Sister Valsha John, 53, Indian, of the Sisters of Charity of Jesus and Mary, was killed on the night of November 15, 2011 in her home in the village of Pachwara, Pakur district in the state ofJharhkand (northern India). The nun had been carrying out her pastoral work for 20 years, especially among the poor, the marginalized, the tribal people in the district of Pakur, in the diocese of Dumka. Fr. Nirmal Raj SJ, Provincial of the Jesuits in Dumka said: “Sister Valshalived with the poor, gave her Christian testimony, and preached the gospel, sharing their hardships and difficulties. She was next to the most marginalized tribal communities. She was mainly committed to defending indigenous people from the alienation of their land, carried out by the mining companies to extract coal. She paid this effort with her life”. The sister had been repeatedly threatened by criminals who had warned her not to oppose the work of some companies, but state authorities ignored her requests for help and they left her without protection.

Sister Lukrecija Mamica, Croatian, and Francesco Bazzani, Italian volunteer, were killed during an attempted robbery which occurred on the evening of November 27, 2011, when some criminals entered the house of the Sisters’  ” Sisters of Charity ” in Kiremba in north western Burundi, near the hospital where the great religious nun worked. Lukrecija Sister Lukrecija was killed cold bloodedly, while the volunteer and another nun, Sister Carla, were kidnapped by bandits who, soon after, fearing a confrontation with police, made them get out of the car andcold-bloodedly killed Francesco Bazzani. Sister Carla instead had the strength to react and, although wounded, she saved her life.

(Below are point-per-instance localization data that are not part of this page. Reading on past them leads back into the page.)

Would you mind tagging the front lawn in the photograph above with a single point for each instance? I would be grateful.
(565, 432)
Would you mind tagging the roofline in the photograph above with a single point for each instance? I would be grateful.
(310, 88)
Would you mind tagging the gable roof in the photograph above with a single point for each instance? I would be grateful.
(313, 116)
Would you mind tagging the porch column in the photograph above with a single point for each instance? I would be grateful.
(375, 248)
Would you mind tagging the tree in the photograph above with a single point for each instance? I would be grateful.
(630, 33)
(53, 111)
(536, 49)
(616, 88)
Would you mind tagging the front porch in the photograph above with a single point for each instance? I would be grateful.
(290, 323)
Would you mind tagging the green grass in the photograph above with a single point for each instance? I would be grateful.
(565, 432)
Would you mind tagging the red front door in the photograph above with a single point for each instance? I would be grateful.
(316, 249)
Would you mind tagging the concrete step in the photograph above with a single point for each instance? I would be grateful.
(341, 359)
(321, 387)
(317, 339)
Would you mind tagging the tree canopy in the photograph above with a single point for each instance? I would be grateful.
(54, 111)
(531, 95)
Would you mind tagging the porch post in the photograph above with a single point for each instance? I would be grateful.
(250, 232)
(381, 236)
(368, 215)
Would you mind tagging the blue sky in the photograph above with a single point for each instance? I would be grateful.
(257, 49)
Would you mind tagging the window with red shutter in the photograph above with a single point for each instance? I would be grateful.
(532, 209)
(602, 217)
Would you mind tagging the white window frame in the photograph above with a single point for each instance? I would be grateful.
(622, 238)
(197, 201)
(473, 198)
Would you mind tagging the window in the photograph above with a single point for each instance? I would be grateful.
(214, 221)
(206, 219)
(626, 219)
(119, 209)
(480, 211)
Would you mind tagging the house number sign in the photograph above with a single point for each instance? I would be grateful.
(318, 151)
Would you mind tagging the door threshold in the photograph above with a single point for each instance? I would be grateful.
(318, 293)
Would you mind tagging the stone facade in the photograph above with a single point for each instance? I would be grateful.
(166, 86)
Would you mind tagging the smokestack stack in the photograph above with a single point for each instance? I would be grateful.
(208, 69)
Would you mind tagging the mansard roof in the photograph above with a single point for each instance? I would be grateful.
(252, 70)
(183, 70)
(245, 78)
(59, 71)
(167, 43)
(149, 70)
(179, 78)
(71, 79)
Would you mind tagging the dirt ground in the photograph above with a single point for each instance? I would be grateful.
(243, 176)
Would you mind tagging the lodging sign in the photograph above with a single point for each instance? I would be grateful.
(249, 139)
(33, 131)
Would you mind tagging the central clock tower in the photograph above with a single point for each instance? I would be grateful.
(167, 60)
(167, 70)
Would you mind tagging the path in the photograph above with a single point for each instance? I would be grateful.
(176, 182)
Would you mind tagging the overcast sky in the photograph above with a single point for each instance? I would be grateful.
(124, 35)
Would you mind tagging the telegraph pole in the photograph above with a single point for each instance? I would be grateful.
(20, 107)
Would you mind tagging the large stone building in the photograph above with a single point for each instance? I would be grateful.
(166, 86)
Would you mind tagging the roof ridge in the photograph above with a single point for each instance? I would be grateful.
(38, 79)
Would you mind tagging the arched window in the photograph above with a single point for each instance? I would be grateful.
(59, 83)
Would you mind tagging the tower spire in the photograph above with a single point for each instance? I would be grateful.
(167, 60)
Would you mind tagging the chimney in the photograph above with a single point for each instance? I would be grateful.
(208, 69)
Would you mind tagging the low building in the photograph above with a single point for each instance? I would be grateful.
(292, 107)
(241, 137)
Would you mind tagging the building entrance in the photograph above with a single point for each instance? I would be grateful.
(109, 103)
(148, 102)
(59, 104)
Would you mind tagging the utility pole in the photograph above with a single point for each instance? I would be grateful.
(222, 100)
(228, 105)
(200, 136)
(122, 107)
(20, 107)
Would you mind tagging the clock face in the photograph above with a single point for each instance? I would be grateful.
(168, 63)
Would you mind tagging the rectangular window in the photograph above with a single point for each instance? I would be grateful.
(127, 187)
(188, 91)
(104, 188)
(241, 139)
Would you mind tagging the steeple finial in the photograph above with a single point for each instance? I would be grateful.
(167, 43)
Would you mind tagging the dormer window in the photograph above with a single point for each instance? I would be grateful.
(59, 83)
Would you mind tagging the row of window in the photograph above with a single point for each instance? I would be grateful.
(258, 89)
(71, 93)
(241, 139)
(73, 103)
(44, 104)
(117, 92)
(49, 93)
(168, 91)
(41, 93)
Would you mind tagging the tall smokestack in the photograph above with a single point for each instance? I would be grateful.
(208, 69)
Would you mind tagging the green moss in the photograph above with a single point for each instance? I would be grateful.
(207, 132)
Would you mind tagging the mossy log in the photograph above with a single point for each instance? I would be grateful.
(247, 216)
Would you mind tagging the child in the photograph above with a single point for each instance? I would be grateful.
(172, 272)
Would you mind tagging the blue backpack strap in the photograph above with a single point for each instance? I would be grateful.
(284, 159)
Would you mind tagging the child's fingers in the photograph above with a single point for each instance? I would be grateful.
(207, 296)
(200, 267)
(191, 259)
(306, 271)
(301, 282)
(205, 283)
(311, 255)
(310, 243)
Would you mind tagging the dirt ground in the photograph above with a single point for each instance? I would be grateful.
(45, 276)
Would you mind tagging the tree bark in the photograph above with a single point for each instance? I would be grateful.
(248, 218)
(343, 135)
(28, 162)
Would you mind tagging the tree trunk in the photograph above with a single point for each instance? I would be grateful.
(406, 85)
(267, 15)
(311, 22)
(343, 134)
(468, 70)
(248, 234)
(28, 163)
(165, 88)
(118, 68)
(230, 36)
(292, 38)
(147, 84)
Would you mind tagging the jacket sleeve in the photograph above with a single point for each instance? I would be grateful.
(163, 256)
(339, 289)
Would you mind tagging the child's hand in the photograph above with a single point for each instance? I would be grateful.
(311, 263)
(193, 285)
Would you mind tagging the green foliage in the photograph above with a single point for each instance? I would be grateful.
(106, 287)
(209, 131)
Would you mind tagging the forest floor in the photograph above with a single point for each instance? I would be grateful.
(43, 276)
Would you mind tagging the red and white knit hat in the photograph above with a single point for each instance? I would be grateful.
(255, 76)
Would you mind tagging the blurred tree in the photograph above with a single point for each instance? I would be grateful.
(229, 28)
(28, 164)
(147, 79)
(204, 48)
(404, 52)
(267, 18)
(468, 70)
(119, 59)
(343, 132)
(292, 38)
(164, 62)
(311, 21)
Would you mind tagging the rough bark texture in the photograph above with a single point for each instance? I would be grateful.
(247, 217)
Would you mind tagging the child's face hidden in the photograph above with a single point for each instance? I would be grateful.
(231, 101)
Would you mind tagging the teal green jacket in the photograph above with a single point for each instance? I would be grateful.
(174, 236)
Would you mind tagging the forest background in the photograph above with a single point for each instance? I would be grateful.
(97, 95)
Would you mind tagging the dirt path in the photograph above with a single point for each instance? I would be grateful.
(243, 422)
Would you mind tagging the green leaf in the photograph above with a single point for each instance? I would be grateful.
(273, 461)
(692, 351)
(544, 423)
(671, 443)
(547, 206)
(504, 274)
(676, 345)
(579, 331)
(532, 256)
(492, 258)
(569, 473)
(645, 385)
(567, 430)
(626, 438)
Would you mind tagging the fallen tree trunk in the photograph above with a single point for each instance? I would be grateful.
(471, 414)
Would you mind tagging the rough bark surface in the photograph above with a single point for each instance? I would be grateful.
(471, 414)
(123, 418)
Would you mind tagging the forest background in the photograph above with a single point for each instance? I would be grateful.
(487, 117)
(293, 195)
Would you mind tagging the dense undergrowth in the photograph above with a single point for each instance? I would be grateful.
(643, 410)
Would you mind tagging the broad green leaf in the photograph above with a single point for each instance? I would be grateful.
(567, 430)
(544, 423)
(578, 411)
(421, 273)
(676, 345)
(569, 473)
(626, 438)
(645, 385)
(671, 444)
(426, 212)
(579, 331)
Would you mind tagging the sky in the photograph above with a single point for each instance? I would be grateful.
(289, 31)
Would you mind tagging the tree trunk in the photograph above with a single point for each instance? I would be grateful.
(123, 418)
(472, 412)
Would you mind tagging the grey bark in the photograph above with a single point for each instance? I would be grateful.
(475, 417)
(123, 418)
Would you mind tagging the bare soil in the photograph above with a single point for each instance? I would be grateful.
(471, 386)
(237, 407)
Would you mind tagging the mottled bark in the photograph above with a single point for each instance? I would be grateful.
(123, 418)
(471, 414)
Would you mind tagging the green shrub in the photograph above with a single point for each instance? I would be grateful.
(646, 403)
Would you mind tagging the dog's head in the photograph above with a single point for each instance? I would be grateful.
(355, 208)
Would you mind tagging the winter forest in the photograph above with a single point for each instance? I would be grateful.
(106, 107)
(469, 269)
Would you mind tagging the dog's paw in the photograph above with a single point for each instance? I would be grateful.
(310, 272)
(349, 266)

The catechist and Catholic activist Rabindra Parichha, 47, was killed in Orissa, state in east India. Parichha worked in Kandhamal district, the scene of the 2008 anti-Christian massacres and part of the diocese of Cuttack-Bhubaneswar, but was killed while he was in Bhanjanagar, in the neighboring Diocese of Berhampur, always in Orissa. The murder took place between the evening of December 15, 2011 and the early morning hours of the 16th . The activist had been called by a neighbor on the phone and never returned  home. His wife and children looked for him and called the police, who on the morning of December 16 found the body. Parichha had his throat cut and stab wounds to the hands and stomach. Parichha, a former itinerant catechist in the parish of Our Lady of the Miraculous Medal in Mondasoro (Kandhamal district), worked inOrissa Legal Aid Centre for three years, supported by Christian churches in Kandhamal, busy as a lawyer and human rights activist.